Pintu kamar mandi dibuka, kulihat wajah Mas Deni menjadi tegang. Seperti lihat setan saja,Mas. Ini bidadari lho bukan setan. 

"Lho dek, kamu ikut ke kondangan?" tanyanya sedikit ragu. 

"Iya dong Mas,kan aku istri kamu. Masak gak diajak, sih." Aku pura-pura merajuk. 

"Emm ...." Mas Deni bingung mau ngomong apa,"kamu dirumah aja dek, nanti kecapekan kalau ikut. Lagian Mas gak mau, nanti di sana kamu malah dibully gara-gara belum hamil juga. Dan ibu juga ngelarang kamu,kan. Nanti ibu marah sama kamu lagi,"rayunya.

"Hiks... Hiks...  Kamu malu,ya Mas bawa aku ke pesta?" Kuteteskan air mata buaya. 

"Enggak gitu,Dek. Em... Emm ya udah tanya ibu aja deh." 

Bener-bener dah suamiku ini, jadi orang tidak ada tegas-tegasnya. Huftt. 

Mas Deni sudah siap,lalu keluar kamar terlebih dahulu. Kubuntuti dia dari belakang. Ibu sudah menunggu di ruang tamu. 

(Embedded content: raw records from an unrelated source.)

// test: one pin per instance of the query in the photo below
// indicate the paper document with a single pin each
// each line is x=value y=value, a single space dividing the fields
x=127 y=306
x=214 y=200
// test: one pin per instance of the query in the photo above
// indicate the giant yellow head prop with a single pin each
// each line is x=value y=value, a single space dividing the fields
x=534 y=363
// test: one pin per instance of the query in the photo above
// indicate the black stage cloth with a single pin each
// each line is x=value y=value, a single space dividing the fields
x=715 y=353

"Ayo Den, nanti jemput Rani sekalian ya!" perintah ibu, sepertinya ibu belum melihatku.

"I-iya bu,em anu, itu...," ucapnya tergagap. 

"Kenapa lagi?" Seperti ibu sudah tahu keberadaanku, dilihatnya dari ujung kepala sampai kaki.

"Kamu ngapain dandan kayak gitu?udah ibu bilang kamu di rumah saja. Dibilangin orang tua bukannya nurut,malah belaga mau ikut segala. Kamu tu malu-maluin ibu dan suamimu. Wanita mandul diajak ke pesta segala," ucap ibu tanpa tedeng aling-aling. 

Jlep

Rasa nyeri merasuk di hati. Kulihat Mas Deni diam saja, tak ada niat untuk melindungiku. Apa memang pikirannya sama seperti ibu. Tak kujawab omongan ibu. 

Aku putar badan, dan lari menuju kamar. Aku duduk lemas di pinggir ranjang. Air bah turun begitu saja tanpa kuminta. Harusnya aku sadar diri. Padahal dari awal  aku tau ibu pasti akan menghinaku. 

Kukira aku kuat, tapi nyatanya aku lemah. Sakit rasanya mendengar kata mandul terucap dari mulut ibu tapi  tetap lebih sakit dengan kelakuan suamiku sendiri yang tak menganggap aku ada. Bahkan tak mengharapkan aku, istrinya. Apa aku sebegitu jelek nya? 

Tak berselang lama kudengar suara mobil meninggalkan halaman rumah.Yah, aku benar - benar tak dianggap.